The microbial quotient (Cmic/Corg or qMic) was calculated by expressing microbial C as a percentage of total soil organic C.

The Kjeldahl digestion-distillation-titration method was used to determine the total N in the extracted K2SO4 solution. Briefly, a mixture was prepared by adding 15 ml of the extract solution + 0.4 ml of 0.2 M CuSO4 + to promote organic matter degradation and then 10 ml of high purity (97%) H2SO4 and placed in the digestion unit. This mixture was digested at 380 °C for at least 3 h (until all organic compounds were decomposed).
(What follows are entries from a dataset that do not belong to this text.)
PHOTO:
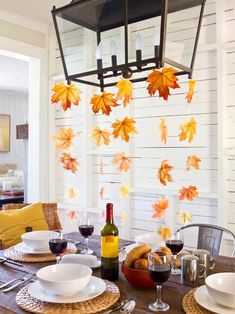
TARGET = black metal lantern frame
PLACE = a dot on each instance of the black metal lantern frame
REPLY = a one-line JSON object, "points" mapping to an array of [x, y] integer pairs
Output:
{"points": [[139, 12]]}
The solution was made up to 250 ml with deionized water. A 50 ml subsample was taken and distilled in the distillation unit with 10 M NaOH (strong base). The distillate was collected in an indicator solution mixed with boric acid and the solution was titrated. Nmic was calculated from the difference in extractable N between fumigated and non-fumigated soil samples by using the following Eq. 233,35,36:

$${\text{Microbial Biomass N }}\left( {{\text{N}}mic} \right) \, = {\text{ F}}N/ \, 0.{54}$$
(2)

where FN is the difference between N extracted from fumigated and non-fumigated samples and 0.54 is the fraction of microbial biomass N released by the fumigation extraction process.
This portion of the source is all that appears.